I've been one who's cheered against the Washington Redskins Football Team Corrupt Bureaucrats Swamp Critters "Commanders" for a while, but recently, the name is growing on me, as apparently President Biden's dog "Commander" has bitten a Secret Service agent for the 11th time. So apparently the DC Football Team is named after an aggressive dog, possibly along the lines of Old Yeller after the wolf bit him.
I can go with that.
Seriously, if I were President Biden, I'd ask myself exactly how much I wanted to tick off the Secret Service before I got rid of my dog. We might joke that the only thing keeping Biden alive is the prospect of a President Harris.
3 comments:
If my dog had bitten someone hard enough to require medical attention ELEVEN TIMES they'd make me put her down.

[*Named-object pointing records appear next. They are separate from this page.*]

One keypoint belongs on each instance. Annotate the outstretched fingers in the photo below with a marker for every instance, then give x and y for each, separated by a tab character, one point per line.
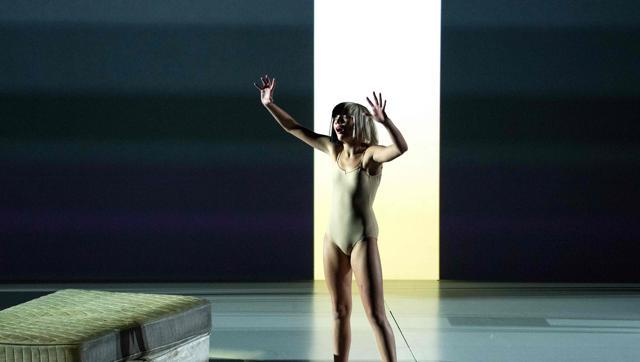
371	104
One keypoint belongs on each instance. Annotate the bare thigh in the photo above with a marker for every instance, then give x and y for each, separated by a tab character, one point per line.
365	260
337	273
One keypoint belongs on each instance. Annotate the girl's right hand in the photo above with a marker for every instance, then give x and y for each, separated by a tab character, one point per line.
266	91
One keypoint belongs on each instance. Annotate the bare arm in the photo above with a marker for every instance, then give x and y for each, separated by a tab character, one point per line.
387	153
315	140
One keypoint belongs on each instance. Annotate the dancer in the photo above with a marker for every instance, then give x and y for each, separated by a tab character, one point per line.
351	239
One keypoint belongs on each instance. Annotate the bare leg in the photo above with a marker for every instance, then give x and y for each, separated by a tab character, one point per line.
337	273
365	260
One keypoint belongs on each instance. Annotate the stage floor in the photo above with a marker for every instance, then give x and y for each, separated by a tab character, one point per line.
432	321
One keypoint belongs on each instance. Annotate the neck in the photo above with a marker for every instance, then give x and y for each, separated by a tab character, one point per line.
349	148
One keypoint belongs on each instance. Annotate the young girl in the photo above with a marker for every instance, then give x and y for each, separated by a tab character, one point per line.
351	239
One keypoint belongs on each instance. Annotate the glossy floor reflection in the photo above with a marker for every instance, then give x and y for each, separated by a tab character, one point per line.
432	321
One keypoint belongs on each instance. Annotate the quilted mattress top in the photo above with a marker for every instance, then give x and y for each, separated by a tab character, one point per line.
86	318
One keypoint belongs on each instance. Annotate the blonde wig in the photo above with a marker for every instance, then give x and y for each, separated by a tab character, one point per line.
364	127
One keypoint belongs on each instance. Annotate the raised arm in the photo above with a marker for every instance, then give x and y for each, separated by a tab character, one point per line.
315	140
386	153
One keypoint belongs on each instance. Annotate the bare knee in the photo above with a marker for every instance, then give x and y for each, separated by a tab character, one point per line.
341	311
377	317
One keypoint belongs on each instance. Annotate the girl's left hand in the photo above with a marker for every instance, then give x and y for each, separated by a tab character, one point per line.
378	109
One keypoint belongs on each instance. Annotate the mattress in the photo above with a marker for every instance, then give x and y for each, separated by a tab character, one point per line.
82	325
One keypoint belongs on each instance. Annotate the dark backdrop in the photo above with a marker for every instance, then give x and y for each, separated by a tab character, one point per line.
133	145
540	140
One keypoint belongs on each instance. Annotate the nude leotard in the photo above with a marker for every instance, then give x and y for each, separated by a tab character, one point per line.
351	217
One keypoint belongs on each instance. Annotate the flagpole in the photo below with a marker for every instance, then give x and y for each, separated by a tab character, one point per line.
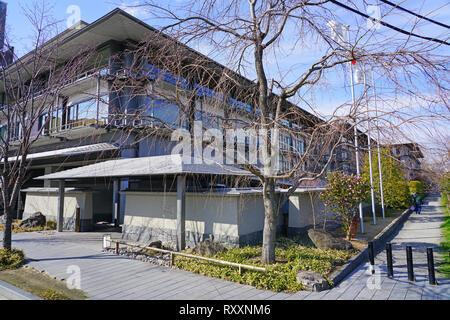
372	192
378	147
361	216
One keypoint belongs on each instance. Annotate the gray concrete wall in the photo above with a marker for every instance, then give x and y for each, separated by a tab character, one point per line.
301	215
152	216
45	201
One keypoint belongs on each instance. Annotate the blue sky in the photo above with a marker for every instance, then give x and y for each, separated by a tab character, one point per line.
335	92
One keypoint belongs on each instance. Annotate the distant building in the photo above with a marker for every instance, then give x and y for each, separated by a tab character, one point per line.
410	155
85	138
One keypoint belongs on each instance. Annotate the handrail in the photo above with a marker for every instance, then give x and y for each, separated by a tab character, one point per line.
173	254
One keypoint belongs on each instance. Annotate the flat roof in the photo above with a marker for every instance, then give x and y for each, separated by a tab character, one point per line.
99	147
145	166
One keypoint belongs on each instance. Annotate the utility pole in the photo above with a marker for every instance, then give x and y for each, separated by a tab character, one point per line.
372	192
378	147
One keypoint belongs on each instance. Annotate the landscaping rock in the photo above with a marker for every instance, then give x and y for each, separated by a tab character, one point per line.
312	281
36	220
325	240
156	244
208	248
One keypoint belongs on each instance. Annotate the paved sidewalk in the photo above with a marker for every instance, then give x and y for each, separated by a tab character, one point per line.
108	276
9	292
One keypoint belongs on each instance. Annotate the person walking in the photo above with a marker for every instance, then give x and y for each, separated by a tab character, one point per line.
416	203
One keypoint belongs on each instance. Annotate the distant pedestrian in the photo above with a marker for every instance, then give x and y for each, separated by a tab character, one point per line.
416	203
413	202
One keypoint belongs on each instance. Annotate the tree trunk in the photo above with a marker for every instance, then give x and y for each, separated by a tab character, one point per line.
7	231
270	222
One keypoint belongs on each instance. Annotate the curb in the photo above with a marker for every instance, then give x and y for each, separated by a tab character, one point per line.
378	245
13	293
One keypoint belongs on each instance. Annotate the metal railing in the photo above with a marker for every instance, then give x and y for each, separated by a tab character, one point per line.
181	254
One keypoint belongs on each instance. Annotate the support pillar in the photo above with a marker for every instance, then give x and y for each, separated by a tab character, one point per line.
181	213
61	186
116	202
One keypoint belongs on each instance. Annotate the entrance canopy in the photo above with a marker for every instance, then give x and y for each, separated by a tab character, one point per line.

Can the Bidens not afford a dog trainer? Like, call Cesar Milan already. Or follow the law (though I'd hate to do that to a beautiful animal).
My big beautiful girl wouldn't get away with that. Maybe I should have her explain the way things work to Commander.
My thought is more along the lines of "when the agent's been bitten by the President's dog, does he hesitate before throwing himself between the President and an assailant?" I don't know the answer, but .....
Old solution to an aggressive dog is to send him to a farm to live out his life where his aggression doesn't cause problems. That, or the trainer, sounds like a good idea. I remember joking to my first dog "if you hurt my kids a little bit, I'll give you a beating you never forget. Hurt them much, I'll give you a beating you'll never remember." Never was an issue, thankfully.
I just hope the secret service agents are very, very loyal to the office, not the man.